Sunday was the last day of the conference, and I attended an interesting presentation about promoting diversity and including the voices of POC in museums and cultural centers. However, a post on the Instagram page “Change The Museum” that I saw after the conference informed me that almost all of the diversity focused panels were presented on the last day, with some directly conflicting with each other. While the conference was organized around the keynotes so that the same themes were presented in specific time blocks, it does not look good for AAM to save the inclusion and diversity slots for last. I believe that confronting racism and bigotry in museums while promoting inclusion is one of the biggest issues museums are confronting today, and so they should be front and center instead of an afterthought. The dealer’s hall closed earlier than I expected that day, and I had to rush back to buy a candle I wanted from 54 Degrees Celsius in the Museum Gift Store side of the hall. The Museum Store Association was holding their conference in the BCEC at the same time as the AAM Meeting, and I got to see a large variety of merchandise on display, from candy to decorative ponchos. By midday the conference was over, and I left with many flyers, business cards, and pieces of candy offered by the vendors.

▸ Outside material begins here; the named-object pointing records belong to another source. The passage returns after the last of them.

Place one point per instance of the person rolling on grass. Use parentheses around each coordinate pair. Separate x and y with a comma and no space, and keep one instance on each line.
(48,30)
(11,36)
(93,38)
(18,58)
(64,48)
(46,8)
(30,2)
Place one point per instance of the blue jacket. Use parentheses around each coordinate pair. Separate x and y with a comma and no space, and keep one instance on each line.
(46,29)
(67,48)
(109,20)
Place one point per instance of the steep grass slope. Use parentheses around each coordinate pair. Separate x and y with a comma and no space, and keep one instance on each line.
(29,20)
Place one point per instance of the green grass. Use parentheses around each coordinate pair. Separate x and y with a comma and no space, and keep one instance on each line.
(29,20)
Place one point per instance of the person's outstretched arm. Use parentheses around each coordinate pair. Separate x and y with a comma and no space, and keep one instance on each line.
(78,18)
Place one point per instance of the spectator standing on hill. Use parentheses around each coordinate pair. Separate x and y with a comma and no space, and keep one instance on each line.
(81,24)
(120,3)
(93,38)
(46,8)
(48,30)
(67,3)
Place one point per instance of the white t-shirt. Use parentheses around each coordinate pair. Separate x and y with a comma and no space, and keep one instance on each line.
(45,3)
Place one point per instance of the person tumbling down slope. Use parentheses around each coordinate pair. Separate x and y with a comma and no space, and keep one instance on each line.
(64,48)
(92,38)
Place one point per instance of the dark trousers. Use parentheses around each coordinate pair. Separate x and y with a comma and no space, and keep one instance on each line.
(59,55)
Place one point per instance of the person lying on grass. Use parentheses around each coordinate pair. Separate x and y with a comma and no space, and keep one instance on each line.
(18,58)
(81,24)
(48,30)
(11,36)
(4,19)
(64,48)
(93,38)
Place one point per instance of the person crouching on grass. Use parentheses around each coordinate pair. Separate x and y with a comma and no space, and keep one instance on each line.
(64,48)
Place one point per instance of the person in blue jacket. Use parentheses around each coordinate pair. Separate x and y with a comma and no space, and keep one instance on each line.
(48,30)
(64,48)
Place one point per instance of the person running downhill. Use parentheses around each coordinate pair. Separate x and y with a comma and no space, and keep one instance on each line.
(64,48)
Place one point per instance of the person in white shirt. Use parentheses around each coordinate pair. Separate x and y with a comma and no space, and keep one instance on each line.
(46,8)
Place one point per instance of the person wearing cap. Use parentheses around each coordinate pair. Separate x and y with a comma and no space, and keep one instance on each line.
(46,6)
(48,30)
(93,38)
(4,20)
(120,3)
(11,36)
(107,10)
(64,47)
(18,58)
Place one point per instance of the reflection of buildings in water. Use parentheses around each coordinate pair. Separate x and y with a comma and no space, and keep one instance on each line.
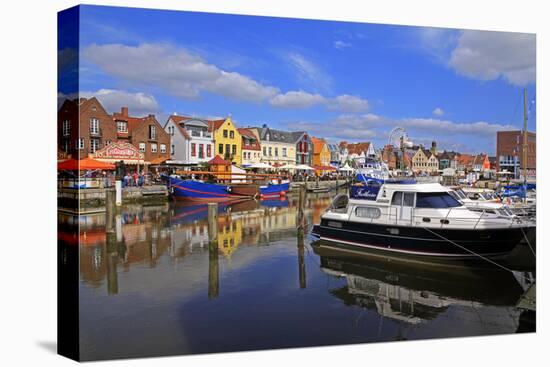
(415,294)
(144,234)
(139,237)
(393,301)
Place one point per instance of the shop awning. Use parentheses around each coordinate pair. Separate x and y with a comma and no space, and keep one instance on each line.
(324,168)
(84,164)
(159,160)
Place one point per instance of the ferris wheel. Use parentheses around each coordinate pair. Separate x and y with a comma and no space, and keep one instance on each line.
(397,135)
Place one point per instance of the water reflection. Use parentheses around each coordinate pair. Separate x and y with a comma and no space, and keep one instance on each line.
(417,292)
(158,285)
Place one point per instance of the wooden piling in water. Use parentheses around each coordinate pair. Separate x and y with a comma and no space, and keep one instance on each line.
(301,259)
(213,221)
(110,210)
(112,261)
(213,260)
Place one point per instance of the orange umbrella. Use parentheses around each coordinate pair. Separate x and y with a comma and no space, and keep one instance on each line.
(84,164)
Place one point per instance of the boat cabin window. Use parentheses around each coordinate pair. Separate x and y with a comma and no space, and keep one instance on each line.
(435,200)
(367,212)
(403,198)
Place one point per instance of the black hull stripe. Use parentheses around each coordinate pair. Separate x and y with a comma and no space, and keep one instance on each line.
(438,254)
(398,236)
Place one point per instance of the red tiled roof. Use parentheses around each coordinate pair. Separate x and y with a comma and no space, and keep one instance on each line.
(465,159)
(358,148)
(249,134)
(318,145)
(219,160)
(182,130)
(214,124)
(177,119)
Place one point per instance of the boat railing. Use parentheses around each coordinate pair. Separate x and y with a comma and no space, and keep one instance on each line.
(390,213)
(461,220)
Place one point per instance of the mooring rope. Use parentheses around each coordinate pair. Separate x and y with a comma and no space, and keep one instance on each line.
(528,243)
(474,253)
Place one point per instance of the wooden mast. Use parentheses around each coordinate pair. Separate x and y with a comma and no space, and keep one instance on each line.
(524,145)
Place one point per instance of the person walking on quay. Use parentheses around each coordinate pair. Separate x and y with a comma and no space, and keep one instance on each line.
(135,178)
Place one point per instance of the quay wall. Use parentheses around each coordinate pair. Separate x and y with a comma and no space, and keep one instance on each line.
(92,200)
(312,185)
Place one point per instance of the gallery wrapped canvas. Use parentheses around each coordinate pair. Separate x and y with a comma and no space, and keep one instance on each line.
(235,183)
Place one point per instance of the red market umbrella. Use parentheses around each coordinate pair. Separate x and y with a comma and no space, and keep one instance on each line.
(84,164)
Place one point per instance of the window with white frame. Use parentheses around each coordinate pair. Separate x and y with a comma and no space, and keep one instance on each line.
(94,126)
(66,127)
(122,126)
(94,145)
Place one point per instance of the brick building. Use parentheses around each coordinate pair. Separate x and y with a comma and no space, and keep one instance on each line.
(84,127)
(509,152)
(67,129)
(92,130)
(145,133)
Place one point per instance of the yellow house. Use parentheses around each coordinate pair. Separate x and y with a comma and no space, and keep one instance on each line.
(229,235)
(424,160)
(227,140)
(321,152)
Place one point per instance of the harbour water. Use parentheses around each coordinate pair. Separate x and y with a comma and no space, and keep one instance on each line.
(159,287)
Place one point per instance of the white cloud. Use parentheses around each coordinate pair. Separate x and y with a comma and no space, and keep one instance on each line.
(437,42)
(174,70)
(477,136)
(138,104)
(297,99)
(347,103)
(340,45)
(309,73)
(490,55)
(446,127)
(301,99)
(438,111)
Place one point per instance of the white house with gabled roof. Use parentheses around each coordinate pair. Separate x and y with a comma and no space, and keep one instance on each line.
(191,141)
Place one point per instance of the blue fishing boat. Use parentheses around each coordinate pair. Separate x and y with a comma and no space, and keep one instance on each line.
(194,190)
(274,190)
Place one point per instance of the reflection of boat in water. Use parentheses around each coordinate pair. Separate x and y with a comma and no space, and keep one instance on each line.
(418,220)
(415,292)
(274,190)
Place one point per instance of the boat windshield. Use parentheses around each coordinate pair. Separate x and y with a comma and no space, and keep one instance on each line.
(460,194)
(488,195)
(436,200)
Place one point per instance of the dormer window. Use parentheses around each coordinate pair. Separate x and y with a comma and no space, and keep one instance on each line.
(122,126)
(94,126)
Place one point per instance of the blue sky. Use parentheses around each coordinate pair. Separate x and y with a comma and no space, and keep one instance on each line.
(337,80)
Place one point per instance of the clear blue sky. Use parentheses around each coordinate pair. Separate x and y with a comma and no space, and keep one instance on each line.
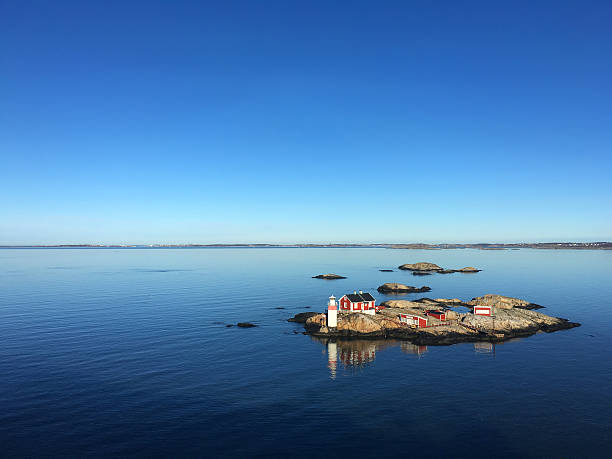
(260,121)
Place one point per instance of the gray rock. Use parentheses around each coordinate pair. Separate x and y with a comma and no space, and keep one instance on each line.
(394,287)
(421,266)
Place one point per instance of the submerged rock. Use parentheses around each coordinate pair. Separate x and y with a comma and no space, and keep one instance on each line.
(469,269)
(421,266)
(302,317)
(328,276)
(394,287)
(503,302)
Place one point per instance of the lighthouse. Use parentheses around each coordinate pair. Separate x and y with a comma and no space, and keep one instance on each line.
(332,312)
(332,358)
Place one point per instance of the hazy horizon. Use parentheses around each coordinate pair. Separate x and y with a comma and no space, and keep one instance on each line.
(140,122)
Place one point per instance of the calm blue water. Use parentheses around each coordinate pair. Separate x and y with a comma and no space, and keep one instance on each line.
(125,352)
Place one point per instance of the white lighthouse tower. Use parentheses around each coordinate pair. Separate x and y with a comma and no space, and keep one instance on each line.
(332,358)
(332,312)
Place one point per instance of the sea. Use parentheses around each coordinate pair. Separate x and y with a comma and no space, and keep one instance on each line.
(135,352)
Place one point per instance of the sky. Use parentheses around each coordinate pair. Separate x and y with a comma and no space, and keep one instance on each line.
(283,122)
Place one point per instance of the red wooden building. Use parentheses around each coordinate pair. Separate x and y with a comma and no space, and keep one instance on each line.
(414,319)
(483,310)
(358,302)
(441,315)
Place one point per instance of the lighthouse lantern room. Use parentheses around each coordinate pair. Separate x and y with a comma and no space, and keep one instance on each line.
(358,302)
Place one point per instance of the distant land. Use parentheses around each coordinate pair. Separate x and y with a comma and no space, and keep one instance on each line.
(420,246)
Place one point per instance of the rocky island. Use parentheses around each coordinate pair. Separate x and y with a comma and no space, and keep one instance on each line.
(445,323)
(394,287)
(424,268)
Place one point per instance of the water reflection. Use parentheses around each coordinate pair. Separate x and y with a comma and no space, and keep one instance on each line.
(360,353)
(354,353)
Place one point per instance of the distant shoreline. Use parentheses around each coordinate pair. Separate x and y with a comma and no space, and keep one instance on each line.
(480,246)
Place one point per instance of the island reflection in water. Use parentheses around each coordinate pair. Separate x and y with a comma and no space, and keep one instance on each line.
(360,353)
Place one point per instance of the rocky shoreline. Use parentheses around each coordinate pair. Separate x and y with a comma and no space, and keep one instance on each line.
(511,318)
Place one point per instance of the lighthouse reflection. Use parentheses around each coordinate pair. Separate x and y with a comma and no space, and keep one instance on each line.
(357,354)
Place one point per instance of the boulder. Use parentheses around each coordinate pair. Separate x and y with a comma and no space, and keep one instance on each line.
(502,302)
(421,266)
(451,315)
(394,287)
(328,276)
(513,321)
(400,304)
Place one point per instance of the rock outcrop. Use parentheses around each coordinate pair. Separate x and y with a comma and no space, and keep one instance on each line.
(328,276)
(394,287)
(421,266)
(502,302)
(506,322)
(515,321)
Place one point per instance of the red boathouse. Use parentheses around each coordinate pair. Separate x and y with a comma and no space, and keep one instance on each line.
(483,310)
(414,319)
(441,315)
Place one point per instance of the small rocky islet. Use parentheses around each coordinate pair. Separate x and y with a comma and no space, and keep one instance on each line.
(511,318)
(424,268)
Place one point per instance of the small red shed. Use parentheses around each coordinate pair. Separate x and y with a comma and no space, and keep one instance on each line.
(358,302)
(414,319)
(441,315)
(483,310)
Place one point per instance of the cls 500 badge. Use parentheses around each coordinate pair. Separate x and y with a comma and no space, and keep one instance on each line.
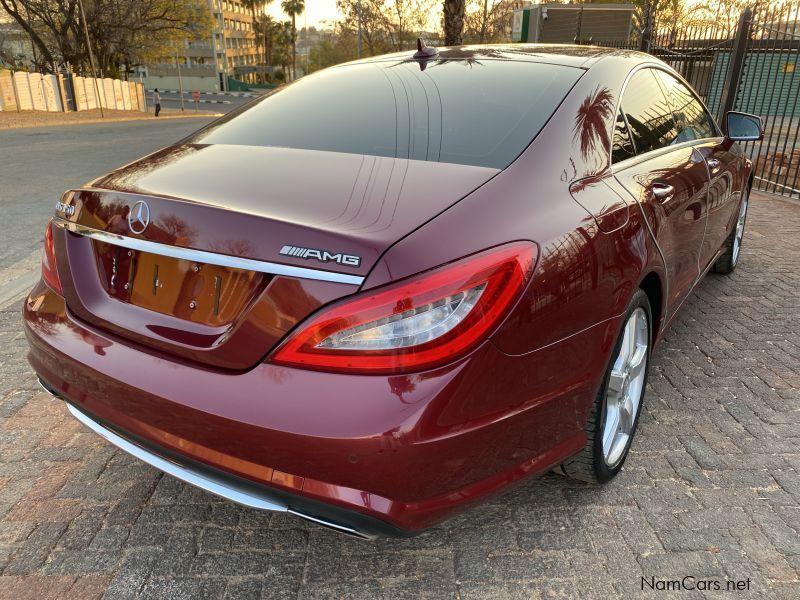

Overall, the 2022 AAM Annual Meeting was fun and informative, but did not offer all the opportunities I was looking for. There was little in the way of information on furthering my career in museum technology, and the busy schedule and large social events made it hard for me to talk to people one on one for more than a few minutes. On the plus side, I got to meet a lot of people in the field, and hopefully, one or more of those contacts will help me out in my future career.
“The AAM Annual Meeting was my first time attending a professional museum conference, and it was a positive experience for me that allowed me to make connections I wouldn’t have otherwise.”